I have a few queries regarding Agilent data processing by Limma package.
1) I tried to test the use-case describe in Limma package vignette " Time Course Eects of Corn Oil on Rat Thymus with Agilent 4x44K Arrays". I downloaded the same data as named in the package. I tried the following code
SDRF <- read.delim("EGEOD-33005.sdrf.txt",check.names=FALSE,stringsAsFactors=FALSE) x <- read.maimages(SDRF[,"Array Data File"],source="agilent",green.only=TRUE) y <- backgroundCorrect(x,method="normexp") neg95 <- apply(y$E[y$genes$ControlType==-1,],2,function(x) quantile(x,p=0.95)) cutoff <- matrix(1.1*neg95,nrow(y),ncol(y),byrow=TRUE) isexpr <- rowSums(y$E > cutoff) >= 4 y0 <- y[y$genes$ControlType==0 & isexpr,] Treatment <- SDRF[,"Characteristics[treatment]"] levels <- c("10 ml/kg saline","2 ml/kg corn oil","5 ml/kg corn oil","10 ml/kg corn oil") Treatment <- factor(Treatment,levels=levels) design <- model.matrix(~Treatment)
and works fine.
But when i run the following line, gives an error.

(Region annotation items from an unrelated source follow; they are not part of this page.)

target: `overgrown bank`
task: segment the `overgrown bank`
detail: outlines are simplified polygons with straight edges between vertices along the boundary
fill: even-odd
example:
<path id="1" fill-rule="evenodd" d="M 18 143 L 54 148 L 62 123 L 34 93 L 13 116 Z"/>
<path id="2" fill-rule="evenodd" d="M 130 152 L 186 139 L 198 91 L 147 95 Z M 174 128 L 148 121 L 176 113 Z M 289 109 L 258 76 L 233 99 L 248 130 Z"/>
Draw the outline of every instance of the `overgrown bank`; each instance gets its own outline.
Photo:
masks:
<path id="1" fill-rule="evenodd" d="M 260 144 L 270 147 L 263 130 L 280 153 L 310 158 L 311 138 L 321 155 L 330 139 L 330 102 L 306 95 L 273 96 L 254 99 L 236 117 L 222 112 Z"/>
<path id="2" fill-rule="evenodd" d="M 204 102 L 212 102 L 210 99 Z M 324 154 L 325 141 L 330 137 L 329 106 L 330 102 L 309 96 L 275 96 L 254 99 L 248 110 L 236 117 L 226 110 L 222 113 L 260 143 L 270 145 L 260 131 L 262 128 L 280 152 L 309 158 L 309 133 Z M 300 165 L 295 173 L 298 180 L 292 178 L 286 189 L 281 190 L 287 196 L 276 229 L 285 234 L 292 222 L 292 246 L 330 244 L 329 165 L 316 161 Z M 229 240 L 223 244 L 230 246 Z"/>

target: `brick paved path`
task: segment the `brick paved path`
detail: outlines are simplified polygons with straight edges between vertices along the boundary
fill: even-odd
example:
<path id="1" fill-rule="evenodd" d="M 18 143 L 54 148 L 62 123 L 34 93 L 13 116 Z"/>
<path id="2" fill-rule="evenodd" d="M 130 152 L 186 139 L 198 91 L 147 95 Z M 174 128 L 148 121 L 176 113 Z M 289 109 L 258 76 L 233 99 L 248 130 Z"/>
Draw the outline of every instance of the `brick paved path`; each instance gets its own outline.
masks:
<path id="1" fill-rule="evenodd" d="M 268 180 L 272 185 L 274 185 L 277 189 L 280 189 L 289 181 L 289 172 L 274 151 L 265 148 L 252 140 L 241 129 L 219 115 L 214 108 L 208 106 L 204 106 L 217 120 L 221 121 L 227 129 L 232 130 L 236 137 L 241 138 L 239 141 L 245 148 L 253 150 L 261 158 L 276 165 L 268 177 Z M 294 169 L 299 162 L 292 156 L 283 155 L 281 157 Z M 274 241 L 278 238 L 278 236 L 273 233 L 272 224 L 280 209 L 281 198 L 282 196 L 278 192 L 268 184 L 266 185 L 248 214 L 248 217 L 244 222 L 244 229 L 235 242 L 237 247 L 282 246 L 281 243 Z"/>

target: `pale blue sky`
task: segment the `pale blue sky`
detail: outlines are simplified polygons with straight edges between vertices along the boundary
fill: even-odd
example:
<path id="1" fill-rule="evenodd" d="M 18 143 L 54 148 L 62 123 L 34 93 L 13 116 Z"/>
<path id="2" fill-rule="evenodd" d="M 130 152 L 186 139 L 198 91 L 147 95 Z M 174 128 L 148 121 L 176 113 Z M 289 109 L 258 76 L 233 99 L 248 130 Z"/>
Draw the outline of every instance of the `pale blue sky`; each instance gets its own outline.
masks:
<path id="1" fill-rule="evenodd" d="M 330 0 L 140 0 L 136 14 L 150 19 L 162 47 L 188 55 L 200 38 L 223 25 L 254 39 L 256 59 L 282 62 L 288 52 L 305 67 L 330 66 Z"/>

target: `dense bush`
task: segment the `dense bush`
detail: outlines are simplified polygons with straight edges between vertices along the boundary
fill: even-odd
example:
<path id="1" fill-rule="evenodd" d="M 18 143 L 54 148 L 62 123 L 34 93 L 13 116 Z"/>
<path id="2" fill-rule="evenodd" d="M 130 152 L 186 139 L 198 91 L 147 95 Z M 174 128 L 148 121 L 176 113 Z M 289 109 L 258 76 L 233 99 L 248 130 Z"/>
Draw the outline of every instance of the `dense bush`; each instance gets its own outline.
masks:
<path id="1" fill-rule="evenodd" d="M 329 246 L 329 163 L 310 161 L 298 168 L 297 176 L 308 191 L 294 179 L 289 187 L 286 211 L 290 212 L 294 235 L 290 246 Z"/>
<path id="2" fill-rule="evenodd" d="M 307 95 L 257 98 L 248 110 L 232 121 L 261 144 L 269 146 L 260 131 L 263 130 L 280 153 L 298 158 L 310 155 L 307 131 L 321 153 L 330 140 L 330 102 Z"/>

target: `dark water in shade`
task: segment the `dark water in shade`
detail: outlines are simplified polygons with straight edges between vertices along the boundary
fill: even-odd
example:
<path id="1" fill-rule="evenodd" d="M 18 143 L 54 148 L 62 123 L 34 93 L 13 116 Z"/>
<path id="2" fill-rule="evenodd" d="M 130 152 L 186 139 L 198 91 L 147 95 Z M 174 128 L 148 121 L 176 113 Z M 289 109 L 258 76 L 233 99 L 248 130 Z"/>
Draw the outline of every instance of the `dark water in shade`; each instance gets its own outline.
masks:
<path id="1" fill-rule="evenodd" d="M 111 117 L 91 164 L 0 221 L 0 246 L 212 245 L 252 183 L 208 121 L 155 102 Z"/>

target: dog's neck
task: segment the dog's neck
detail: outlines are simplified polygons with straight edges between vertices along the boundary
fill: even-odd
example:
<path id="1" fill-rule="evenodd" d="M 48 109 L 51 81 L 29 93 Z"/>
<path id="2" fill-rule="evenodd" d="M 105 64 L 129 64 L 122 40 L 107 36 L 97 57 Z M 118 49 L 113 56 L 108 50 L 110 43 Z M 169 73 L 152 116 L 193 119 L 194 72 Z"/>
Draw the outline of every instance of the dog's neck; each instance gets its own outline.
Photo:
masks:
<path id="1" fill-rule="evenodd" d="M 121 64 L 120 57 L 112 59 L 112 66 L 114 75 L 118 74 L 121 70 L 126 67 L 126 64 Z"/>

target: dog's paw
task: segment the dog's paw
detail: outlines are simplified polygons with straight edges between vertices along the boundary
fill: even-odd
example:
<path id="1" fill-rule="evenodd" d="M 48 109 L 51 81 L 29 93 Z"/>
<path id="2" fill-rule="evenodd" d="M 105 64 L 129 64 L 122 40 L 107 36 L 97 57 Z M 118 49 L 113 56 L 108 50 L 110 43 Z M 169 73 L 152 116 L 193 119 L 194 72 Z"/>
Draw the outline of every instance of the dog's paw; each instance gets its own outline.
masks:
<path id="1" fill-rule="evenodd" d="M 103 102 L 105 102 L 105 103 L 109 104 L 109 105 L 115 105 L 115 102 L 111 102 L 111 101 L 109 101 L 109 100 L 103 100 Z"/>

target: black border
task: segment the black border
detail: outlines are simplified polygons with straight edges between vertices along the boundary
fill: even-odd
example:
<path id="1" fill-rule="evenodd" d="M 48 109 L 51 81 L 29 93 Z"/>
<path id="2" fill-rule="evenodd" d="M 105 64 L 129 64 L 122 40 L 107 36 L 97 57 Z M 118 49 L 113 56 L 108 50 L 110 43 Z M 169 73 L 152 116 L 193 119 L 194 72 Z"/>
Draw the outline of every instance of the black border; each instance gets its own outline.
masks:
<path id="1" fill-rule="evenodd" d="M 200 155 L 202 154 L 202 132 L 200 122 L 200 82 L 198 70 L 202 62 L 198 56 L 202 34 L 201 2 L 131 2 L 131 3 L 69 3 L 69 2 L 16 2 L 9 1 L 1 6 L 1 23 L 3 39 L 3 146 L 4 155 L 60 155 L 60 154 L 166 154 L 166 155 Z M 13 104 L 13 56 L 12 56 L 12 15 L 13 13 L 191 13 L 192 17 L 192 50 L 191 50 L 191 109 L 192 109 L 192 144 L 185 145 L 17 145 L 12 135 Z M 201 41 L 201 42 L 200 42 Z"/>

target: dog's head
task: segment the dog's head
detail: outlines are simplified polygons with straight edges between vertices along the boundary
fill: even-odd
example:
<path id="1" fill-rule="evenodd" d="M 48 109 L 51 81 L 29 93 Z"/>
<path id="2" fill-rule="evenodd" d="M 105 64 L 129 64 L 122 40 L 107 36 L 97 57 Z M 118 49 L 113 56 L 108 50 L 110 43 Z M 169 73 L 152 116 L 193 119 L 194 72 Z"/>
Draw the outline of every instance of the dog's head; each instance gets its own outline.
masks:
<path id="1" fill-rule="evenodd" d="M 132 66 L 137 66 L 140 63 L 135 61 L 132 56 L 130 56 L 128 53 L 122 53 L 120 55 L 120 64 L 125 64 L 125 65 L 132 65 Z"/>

fit <- lmFit(y0,design) Error in array(x, c(length(x), 1L), if (!is.null(names(x))) list(names(x), : 'data' must be of a vector type, was 'NULL'.
And how to get the fold-change and p-value of the individual study in case of differential expression.
2) If i am not interested to perform the differential expression of the Agilent data, can i pass the individual text data file without targets(SDRF) file and after preprocessing get the probe name, expression value and p-value of an individual study.